Regaining the touch
One of the troubles with DMing - and yes, there are many - is that every so often inspiration fails. For week after week, the adventures you present your friends with are repeats of the last, which wasn't so good in any case.
My definition of a "bad" adventure is one where the PCs kill monsters for no good reason and take their stuff, without having to think at all. I'm very good at giving my players bad adventures. Why should the players have to think? I didn't when creating the adventure!
(Incidentally, this is one reason I've been running RPGA and other published adventures for my other groups - designing adventures for one group is difficult. Doing it for all of them is near impossible, at least for me).
I really am best when I have several sessions of lead-up preparation work done.

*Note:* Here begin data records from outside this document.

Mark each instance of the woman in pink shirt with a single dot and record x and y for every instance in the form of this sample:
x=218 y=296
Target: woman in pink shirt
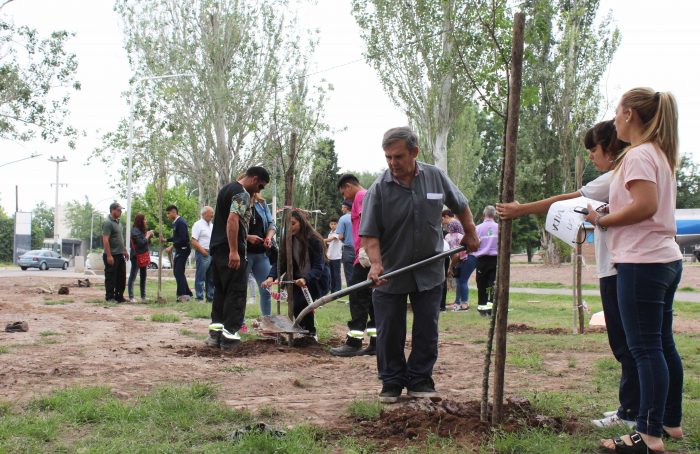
x=641 y=235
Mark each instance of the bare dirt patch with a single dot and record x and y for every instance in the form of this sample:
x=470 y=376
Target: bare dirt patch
x=461 y=421
x=258 y=348
x=86 y=342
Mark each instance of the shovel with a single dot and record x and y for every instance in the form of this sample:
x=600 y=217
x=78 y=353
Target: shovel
x=369 y=282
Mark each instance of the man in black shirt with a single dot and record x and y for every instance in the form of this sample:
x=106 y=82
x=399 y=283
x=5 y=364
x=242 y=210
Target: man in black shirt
x=229 y=262
x=181 y=250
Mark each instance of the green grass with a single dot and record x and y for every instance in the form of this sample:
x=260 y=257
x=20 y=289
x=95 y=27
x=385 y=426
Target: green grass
x=194 y=419
x=553 y=285
x=50 y=302
x=165 y=318
x=366 y=410
x=531 y=360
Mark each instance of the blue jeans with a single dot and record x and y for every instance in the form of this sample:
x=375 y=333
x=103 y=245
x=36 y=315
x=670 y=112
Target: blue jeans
x=336 y=281
x=390 y=315
x=628 y=392
x=132 y=277
x=348 y=262
x=645 y=295
x=259 y=266
x=181 y=254
x=202 y=277
x=463 y=271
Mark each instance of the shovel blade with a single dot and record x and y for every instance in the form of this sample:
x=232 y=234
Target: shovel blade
x=279 y=324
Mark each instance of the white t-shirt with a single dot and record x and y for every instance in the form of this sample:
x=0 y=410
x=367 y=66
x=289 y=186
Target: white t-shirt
x=653 y=239
x=201 y=231
x=335 y=248
x=599 y=189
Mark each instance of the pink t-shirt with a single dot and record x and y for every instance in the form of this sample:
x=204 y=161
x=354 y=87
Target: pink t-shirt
x=652 y=240
x=355 y=214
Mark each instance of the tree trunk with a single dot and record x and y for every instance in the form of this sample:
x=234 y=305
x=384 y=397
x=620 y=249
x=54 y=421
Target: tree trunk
x=505 y=230
x=443 y=117
x=288 y=204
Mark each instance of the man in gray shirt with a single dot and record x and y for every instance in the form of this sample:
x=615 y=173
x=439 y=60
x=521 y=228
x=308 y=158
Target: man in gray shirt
x=400 y=225
x=115 y=255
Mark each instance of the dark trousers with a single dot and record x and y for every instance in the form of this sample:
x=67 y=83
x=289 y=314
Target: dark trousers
x=645 y=295
x=348 y=262
x=115 y=278
x=390 y=313
x=179 y=271
x=132 y=277
x=309 y=321
x=361 y=307
x=230 y=291
x=336 y=281
x=486 y=266
x=629 y=380
x=443 y=298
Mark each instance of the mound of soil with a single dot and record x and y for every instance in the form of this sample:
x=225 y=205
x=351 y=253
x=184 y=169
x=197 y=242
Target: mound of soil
x=522 y=328
x=457 y=420
x=257 y=347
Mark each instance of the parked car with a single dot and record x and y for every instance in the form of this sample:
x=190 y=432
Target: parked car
x=42 y=259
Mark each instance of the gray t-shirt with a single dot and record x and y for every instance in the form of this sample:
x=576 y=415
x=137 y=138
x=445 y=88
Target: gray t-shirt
x=113 y=228
x=407 y=222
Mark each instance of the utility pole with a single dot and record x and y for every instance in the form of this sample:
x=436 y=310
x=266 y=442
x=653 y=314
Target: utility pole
x=58 y=160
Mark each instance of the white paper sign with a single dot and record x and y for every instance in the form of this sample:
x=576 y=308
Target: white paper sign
x=563 y=222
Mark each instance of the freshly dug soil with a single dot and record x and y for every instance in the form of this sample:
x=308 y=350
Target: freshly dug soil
x=415 y=420
x=257 y=347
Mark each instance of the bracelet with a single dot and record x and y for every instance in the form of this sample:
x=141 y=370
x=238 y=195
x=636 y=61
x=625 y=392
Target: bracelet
x=596 y=222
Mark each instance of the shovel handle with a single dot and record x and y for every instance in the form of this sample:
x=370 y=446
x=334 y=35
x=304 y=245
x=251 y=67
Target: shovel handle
x=369 y=282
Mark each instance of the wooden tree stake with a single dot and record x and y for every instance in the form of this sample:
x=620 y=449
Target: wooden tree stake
x=506 y=227
x=288 y=204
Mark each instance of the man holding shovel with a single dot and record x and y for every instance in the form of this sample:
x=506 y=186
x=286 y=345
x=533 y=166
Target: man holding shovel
x=228 y=252
x=401 y=225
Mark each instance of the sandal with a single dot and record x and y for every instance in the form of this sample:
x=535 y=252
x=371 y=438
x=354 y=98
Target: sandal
x=638 y=445
x=667 y=436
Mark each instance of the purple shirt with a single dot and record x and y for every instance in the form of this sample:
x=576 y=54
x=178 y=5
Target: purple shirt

When the campaign's NPCs are realised in my mind from having used them many times, and when there are many plot threads weaving in and out of the sessions. Just starting off cold is something I find difficult.
A couple of months ago, two of my friends moved to Melbourne, and a third suddenly discovered that being at university required study - so the group was cut in half. This disturbed what I was planning. Then, one of the other characters turned really evil, and was retired - and the rest of the party fled the kingdom. Hmm. Only two continuing characters, and they were no longer in the area I'd been running. Yes, that stopped my plans dead.
For the next few weeks, I ran several bad adventures - either expeditions into Castle Greyhawk (Greyhawk Ruins), or another dungeon of my own design (Maze-Tomb of Karak'zhn). Most notably, I did hardly any preparation, there were no interesting NPCs, and very little thought was required from my players.
Eventually, even I woke up to the fact that the games weren't really that fun. I'm not above using published modules, and there was one I really wanted to use: Gary Gygax's Necropolis. Yes, it's a killer dungeon, lair of the dread Rahotep, but I think it's an entertaining one... and there was a gimmick I thought of to get them there.
That gimmick was the Stargate. Once upon a time, back in the early days of 3e, I created a Stargate-like artifact for my PCs to discover. In fact, they discovered several of them around the Flanaess. We'd never quite used it to its full extent, however.
This time around, I'd have an invasion begin from there. I was helped greatly by Sandstorm here. There's a great prestige class in that book: the Walker of the Waste. Eventually the walkers become undead "dry" liches who want to expand the desert. What a system of minions for Rahotep to use!
So, the PCs learnt of the Bright Desert beginning to expand from the local druids (Gofa's new PC is a druid). Of course, they went to investigate...
That made the next session good, didn't it? No, it didn't. For all the interesting encounters that were there, I'd forgotten an important factor: this is a RPG.
Role-playing is not always the thing that makes a memorable session, but it helps. It helps differentiate between all the encounters that are just "slash and kill".
Luckily, I remembered that for the second session of the adventure. The first encounter they had - as they pursued the track of the Salt Mummies deeper into the desert - was with a Androsphinx named Andre. That was fun, and my players enjoyed it. Immediately, they were more interested in the adventure.
Then came Sir Ulric, a Knight of Rary the Traitor, and finally a big combat with the Walker herself - one that slew a PC and saw the Walker escape. Next session I hope to actually have her say something to the PCs, and thus engage their interest further.
The campaign is looking up again. One wonders what they'll do when they find the Stargate?